# Immune modulation in response to coffee intake: a pilot study

**Authors:** M. Bleffgen, R. Lang, K. Rogal, V. Somoza, Thomas Skurk

PMC · DOI: 10.1007/s00394-026-03913-z · 2026-02-16

## TL;DR

This study explores how coffee and caffeine affect immune responses in healthy people, finding that pure caffeine has a stronger anti-inflammatory effect than coffee.

## Contribution

The study is the first to directly compare immune modulation by coffee versus caffeine alone in humans.

## Key findings

- Pure caffeine significantly reduced pro-inflammatory cytokines like IL-17A, IL-12p70, and IL-2.
- Coffee and caffeine both modulate immune homeostasis but with distinct cytokine responses.
- Bioactive compounds in coffee beyond caffeine contribute to its immunological effects.

## Abstract

Coffee consumption has been associated with various health benefits; however, the underlying biological mechanisms remain poorly understood. In particular, the acute effects of coffee on circulating cytokines and the specific role of caffeine compared with the whole coffee matrix are still insufficiently characterised in humans. To our knowledge, no previous human study has directly compared immune modulation by coffee versus caffeine alone. We therefore aimed to elucidate the effect of a usual caffeine dose of 130 mg on postprandial cytokine secretion, and whether responses differ between coffee and pure caffeine.

In a randomized pilot trial, ten healthy volunteers completed three test days receiving either a coffee brew, an aqueous caffeine solution (each 130 mg caffeine/100 ml), or water. Quantitative analysis of caffeine was performed with UHPLC-MS/MS, immune markers were measured by a multiplex immunoassay.
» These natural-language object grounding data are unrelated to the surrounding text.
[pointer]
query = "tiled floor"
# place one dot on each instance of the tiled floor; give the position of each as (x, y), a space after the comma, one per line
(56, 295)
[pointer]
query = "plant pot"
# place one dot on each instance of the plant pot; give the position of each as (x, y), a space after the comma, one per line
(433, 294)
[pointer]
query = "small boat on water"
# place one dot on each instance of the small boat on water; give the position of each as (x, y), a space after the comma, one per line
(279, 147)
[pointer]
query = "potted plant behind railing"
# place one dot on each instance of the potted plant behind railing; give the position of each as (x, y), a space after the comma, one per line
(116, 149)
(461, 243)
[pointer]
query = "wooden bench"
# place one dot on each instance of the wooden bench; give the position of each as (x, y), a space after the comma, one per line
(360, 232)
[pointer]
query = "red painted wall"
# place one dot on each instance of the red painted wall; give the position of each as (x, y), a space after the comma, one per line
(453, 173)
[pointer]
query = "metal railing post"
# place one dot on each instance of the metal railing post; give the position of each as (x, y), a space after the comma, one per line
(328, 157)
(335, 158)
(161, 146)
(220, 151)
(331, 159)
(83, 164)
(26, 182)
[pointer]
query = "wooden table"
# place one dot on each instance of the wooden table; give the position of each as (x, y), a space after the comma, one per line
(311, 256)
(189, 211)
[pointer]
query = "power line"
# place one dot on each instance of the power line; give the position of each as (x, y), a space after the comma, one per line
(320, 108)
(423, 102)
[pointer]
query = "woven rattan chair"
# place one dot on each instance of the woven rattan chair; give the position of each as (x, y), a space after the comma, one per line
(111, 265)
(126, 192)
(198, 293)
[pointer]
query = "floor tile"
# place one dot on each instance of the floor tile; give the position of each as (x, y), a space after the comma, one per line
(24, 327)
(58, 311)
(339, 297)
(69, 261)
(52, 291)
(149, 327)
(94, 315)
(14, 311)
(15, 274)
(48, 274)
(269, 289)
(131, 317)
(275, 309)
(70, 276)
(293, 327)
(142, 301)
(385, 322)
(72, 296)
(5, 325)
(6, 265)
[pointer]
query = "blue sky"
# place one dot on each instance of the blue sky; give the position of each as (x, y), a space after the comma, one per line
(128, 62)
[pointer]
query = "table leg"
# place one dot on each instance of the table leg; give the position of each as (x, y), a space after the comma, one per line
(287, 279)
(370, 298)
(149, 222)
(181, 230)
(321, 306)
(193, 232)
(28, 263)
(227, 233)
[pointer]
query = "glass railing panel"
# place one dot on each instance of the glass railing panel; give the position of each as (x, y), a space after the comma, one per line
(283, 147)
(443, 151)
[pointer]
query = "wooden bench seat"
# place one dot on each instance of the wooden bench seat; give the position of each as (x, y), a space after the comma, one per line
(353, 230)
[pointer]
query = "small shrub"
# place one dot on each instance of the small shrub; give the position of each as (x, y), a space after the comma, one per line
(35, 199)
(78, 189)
Our study demonstrates that both caffeine and coffee consumption influence the immune homeostasis, albeit with notable differences on cytokine secretion. Pure caffeine induced a higher anti-inflammatory response, as evidenced by the significant decrease in pro-inflammatory cytokines such as IL-17 A, IL-12p70, and IL-2 compared to coffee and water. The integrated response on the immune system is exemplified by the decrease of the pro-inflammatory IFN-γ (0.649 ± 0.068) and the anti-inflammatory IL-10 (0.478 ± 0.043), vs. baseline, respectively.
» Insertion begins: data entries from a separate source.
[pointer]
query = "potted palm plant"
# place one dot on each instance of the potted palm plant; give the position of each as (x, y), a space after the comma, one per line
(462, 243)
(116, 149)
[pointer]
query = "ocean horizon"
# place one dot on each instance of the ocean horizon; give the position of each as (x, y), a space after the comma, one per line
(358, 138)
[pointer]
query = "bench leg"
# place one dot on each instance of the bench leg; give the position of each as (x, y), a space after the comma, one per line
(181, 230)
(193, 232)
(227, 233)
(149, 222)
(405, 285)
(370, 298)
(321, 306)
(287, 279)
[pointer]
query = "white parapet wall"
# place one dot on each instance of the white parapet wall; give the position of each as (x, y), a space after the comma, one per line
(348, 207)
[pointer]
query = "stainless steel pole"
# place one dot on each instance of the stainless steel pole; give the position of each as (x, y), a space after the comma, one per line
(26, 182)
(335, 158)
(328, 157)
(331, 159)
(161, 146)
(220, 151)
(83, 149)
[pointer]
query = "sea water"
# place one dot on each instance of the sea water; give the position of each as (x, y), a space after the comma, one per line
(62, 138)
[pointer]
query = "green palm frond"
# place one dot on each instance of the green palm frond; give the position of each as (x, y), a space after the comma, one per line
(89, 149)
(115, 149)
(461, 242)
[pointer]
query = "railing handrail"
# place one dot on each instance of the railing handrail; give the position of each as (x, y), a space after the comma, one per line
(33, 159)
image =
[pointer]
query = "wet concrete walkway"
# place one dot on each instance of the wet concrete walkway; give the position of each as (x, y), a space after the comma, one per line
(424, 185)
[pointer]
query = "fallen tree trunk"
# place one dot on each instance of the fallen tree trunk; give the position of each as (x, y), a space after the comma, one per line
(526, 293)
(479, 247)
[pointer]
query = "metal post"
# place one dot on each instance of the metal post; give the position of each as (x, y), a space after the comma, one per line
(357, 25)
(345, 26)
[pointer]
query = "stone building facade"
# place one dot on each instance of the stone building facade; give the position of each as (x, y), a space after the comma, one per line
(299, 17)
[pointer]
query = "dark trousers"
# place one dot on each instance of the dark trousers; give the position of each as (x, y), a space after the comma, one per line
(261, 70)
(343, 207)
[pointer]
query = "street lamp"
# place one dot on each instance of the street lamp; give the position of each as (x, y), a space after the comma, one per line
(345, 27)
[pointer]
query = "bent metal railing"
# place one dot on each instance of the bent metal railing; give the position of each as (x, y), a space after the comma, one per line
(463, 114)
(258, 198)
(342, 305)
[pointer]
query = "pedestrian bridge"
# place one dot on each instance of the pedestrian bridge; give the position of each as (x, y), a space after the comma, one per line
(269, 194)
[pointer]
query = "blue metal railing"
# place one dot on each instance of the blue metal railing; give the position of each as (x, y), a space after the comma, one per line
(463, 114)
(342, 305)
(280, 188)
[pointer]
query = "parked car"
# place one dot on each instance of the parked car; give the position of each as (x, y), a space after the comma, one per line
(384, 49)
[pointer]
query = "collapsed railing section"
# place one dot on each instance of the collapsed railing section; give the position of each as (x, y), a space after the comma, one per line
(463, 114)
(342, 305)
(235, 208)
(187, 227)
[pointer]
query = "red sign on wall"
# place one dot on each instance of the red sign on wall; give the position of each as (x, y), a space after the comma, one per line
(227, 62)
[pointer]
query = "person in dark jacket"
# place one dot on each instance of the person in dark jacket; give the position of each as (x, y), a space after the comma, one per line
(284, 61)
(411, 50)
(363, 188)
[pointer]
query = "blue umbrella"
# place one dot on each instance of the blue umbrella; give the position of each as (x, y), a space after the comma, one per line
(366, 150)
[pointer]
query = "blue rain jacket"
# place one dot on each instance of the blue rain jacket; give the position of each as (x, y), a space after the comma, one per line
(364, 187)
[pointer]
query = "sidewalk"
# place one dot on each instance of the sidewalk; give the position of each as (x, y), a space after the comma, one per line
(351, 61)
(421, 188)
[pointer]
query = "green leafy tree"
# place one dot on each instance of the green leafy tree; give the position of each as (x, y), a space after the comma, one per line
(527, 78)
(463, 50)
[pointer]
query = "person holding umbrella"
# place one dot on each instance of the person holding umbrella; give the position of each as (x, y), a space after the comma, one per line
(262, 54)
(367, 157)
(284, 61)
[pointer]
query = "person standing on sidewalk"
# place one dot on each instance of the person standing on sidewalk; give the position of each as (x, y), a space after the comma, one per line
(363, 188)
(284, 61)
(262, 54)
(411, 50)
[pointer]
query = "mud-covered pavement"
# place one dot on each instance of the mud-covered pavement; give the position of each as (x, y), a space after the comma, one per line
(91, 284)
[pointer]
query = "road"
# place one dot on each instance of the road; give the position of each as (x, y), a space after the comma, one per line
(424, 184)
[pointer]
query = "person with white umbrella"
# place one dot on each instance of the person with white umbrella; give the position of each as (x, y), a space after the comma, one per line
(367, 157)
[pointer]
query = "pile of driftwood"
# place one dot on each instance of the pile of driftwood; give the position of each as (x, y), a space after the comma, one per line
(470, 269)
These findings provide novel in vivo evidence that usual coffee and caffeine acutely affects cytokine responses differently in healthy individuals. In conclusion, our study addresses an important gap regarding the immune properties of coffee and suggests that bioactive compounds beyond caffeine contribute substantially to its immunological effects.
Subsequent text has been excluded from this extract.